Melania Gaia Mazzucco urodziła się w 1966 roku w Rzymie. Studiowała Włoską Literaturę Nowożytnią i Współczesną oraz Sztukę Kinową w Eksperymentalnym Centrum Kinematografii (Centro Sperimentale di Cinematografia). Przez wiele lat tworzyła postaci i scenariusze filmowe. Współpracowała z Włoską Encyklopedią Treccani, która w swoich publikacjach powierzała jej niejednokroć redakcję działu „literatura i teatr”. W prozie zadebiutowała w 1992 roku opowiadaniem pt. „Seval”, po czym następne jej opowiadania zaczęły się ukazywać na łamach kolejnych tytułów prasowych. Powieści „Il bacio della Medusa” (1996) i „La camera di Baltus” (1998) zostały dobrze przyjęte przez publiczność i zostały finalistkami prestiżowej włoskiej nagrody literackiej Premio Strega. Trzecia powieść pisarki „Lei così amata” (pol. wyd. „Tak ukochana”) zdobyła takie wyróżnienia jak SuperPremio Vittorini, Premio Bari Costa del Levante, Premio Chianciano czy Premio Napoli. Mazzucco jest ponadto autorką licznych audycji radiowych oraz artykułów i recenzji o tematyce teatralnej.
Nie było łatwo zagłębić się w fabułę. Na tyle trudno nawet, że miałam pokusę, aby książkę odłożyć i wrócić do niej kiedyś, później. Czułam jednak podskórnie, że jeśli ją odłożę, to nigdy więcej po nią nie sięgnę. A miałam również przekonanie, że warto tę książkę przeczytać.
Bo warto.
To historia kilku osób, mieszkańców Rzymu, których losy splatają się na wielu płaszczyznach. To ciekawe losy. W pewien sposób dobrze znane, typowe, przewidywalne. Opowiedziane ciekawie, prosto i uczciwie.
Dobra lektura obyczajowa.
Chcę przeczytać inne książki Melanii Mazzucco.
Oznaczyłam tę powieść jako "dobrą", bo jest kunsztownie zrealizowana - autorka kreuje losy swoich przodków na podstawie szczątkowych informacji i dokumentów, drobiazgowo nakreśla kontekst, daje dowód swojej wyobraźni literackiej oraz dokładnego przestudiowania tematu, tworząc bardzo realistyczne sceny.

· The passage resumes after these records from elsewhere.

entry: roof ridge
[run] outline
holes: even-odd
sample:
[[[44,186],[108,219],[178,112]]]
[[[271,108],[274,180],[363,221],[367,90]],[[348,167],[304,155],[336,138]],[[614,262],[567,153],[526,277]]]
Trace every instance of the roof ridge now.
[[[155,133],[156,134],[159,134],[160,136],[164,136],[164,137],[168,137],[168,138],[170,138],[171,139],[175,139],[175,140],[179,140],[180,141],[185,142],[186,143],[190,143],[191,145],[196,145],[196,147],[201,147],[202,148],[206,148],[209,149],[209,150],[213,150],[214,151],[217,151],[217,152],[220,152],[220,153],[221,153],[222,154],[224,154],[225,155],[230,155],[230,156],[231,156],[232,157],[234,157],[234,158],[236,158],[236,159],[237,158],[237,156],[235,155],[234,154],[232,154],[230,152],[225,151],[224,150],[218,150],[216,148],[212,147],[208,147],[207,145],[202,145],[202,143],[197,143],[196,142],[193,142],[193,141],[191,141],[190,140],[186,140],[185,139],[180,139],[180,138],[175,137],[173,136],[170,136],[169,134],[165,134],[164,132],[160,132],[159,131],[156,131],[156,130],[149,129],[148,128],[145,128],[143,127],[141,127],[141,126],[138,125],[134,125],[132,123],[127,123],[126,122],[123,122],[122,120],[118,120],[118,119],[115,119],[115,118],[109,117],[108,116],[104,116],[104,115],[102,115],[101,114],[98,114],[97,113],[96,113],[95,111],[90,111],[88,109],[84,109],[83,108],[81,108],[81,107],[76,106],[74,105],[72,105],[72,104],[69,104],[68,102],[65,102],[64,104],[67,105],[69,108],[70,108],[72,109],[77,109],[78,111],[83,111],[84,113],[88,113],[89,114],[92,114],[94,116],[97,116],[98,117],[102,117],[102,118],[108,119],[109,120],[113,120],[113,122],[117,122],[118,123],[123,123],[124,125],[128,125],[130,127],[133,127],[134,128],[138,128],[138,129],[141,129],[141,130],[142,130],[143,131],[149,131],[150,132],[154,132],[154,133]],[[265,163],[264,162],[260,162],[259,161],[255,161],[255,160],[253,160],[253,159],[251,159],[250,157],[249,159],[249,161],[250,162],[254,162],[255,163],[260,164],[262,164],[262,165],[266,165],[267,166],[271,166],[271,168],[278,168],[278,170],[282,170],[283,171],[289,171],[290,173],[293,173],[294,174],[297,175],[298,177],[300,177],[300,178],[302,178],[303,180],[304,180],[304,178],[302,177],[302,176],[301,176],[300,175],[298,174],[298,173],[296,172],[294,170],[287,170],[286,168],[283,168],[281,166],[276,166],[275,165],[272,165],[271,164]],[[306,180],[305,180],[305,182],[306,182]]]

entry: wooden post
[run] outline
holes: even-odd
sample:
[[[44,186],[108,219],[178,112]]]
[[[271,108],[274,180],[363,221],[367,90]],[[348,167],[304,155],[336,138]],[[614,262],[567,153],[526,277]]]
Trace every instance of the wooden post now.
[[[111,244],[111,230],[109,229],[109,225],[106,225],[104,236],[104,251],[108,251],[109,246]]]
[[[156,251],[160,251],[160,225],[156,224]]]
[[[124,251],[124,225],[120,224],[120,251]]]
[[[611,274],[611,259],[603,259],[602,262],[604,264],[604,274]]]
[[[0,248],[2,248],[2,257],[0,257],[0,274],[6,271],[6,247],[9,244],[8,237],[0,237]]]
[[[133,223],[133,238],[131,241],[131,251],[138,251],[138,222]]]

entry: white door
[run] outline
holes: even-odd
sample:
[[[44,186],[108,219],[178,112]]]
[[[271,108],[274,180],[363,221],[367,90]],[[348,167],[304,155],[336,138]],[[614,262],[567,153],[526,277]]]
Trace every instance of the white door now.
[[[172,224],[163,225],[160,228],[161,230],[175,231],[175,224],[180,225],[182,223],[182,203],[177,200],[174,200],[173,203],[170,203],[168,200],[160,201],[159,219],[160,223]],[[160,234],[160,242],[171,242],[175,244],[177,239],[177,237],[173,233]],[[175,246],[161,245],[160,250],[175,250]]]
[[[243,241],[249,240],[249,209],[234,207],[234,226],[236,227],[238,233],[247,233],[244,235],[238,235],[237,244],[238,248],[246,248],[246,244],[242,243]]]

Jednak, prawdę mówiąc, te 500 stron powieści dość mnie wymęczyło. Powieść jest zdecydowanie rozwlekła, a autorka najwyraźniej tyle materiału napisała, że żal było nie wykorzystać i w rezultacie pełno jest rozbudowanych wątków postaci drugoplanowych. Oprócz tego, domyślam się, że ku lepszemu przedstawieniu kontekstu, przytacza nam informacje o charkaterze statystycznym dotyczące np. wypadków robotników, imigrantów itd., zarzuca nazwiskami osób nie mających nic wspólnego z fabułą i przez to, oś powieści - czyli losy Vity i Diamante gdzieś się rozmywa.
Warto nadmienić, że książka jest praktycznie pozbawiona prawdziwych dialogów - szczątkowe dialogi zaś wkomponowane są w opisy, w mowie zależnej. Nie ułatwia to odbioru powieści, nie pozwala złapać oddechu.
Toteż nie potrafię jednoznacznie tej książki sklasyfikować. Nie jest zła. Jest trochę przytłaczająca.